The ruling makes no issue of the fact Miller and Layton were not militia members. Rather, Miller and Layton failed to prove a militia might use a sawed-off shotgun:

“In the absence of any evidence tending to show that possession or use of a ‘shotgun having a barrel of less than eighteen inches in length’ at this time has some reasonable relationship to the preservation or efficiency of a well regulated militia, we cannot say that the Second Amendment guarantees the right to keep and bear such an instrument. Certainly it is not within judicial notice that this weapon is any part of the ordinary military equipment or that its use could contribute to the common defense.”

It’s the type of gun, not the type of person. The majority judges in Parker (Laurence Silberman and Thomas Griffith) took note of this, striking down the handgun ban because “[t]here can be no question that most handguns” are indeed militia-type weapons. Did the third judge (Karen LeCraft Henderson) just not read carefully enough?

No. Actually, Henderson’s dissent follows Miller in ignoring an individual’s militia membership. She argued:

“[T]he right of the people to keep and bear arms relates to those Militia whose continued vitality is required to safeguard the individual States[.] I believe that, under Miller, the District is inescapably excluded from the Second Amendment because it is not a State.”
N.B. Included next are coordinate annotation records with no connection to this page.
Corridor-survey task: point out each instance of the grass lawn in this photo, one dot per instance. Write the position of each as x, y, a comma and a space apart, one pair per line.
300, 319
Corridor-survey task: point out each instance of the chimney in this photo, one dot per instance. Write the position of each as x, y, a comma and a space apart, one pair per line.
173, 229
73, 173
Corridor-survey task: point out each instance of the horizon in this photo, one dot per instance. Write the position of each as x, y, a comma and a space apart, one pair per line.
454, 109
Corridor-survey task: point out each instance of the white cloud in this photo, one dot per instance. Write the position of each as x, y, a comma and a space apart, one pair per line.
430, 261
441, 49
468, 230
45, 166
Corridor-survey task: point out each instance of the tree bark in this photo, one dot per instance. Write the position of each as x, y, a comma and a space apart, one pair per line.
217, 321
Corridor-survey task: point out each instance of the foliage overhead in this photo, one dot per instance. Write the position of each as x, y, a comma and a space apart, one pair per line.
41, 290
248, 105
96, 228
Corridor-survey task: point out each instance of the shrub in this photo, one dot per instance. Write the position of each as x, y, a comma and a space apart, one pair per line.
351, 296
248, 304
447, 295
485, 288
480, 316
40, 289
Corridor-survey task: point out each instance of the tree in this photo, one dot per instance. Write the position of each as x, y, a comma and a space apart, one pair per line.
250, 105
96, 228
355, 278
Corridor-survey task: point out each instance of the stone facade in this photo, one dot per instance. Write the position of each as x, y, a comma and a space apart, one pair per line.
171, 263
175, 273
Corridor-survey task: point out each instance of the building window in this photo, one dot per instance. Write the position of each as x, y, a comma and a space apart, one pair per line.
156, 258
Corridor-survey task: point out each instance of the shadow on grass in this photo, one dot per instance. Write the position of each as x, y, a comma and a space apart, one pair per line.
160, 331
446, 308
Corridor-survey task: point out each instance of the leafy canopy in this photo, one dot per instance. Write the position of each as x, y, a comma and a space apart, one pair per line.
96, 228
In a footnote, Henderson even noted United States v. Verdugo-Urquidez, a case that ruled the term “the people” meant “a class of persons who are part of a national community” and specifically mentioned the Second Amendment. To this she responded that as the Tenth Amendment relegates some rights to the States, and not to the District, so does the Second.

In other words, here it’s the type of location, not the type of person. D.C. residents can add gun ownership to congressional votes on the list of rights they’re denied, but it makes no difference whether they’re in militias.

Even the majority’s opinion, of course, does not bind the Supreme Court — and all a dissenter can do is suggest. But the nation’s top judiciary has said little directly about the Second Amendment, so every line of reasoning is on the table.

(One should note that, while few cases deal directly with the Second Amendment, many rulings have mentioned the amendment in passing. As David Kopel et al. show in Supreme Court Gun Cases, these references have tended toward an individual rights interpretation.)

Should John Roberts and company adopt Henderson’s reasoning, it would delay a ruling on the Second Amendment for the nation at large, and it would deny a population of 580,000 the right to own a gun. But it would not write the Second Amendment into law as a collective right.

Gun rights supporters have every reason to worry about Parker‘s destiny. Despite two Bush appointees, the ruling is very much up for grabs. But they can take some comfort in that all three D.C. appeals judges saw no reason to declare gun rights a militia-only privilege.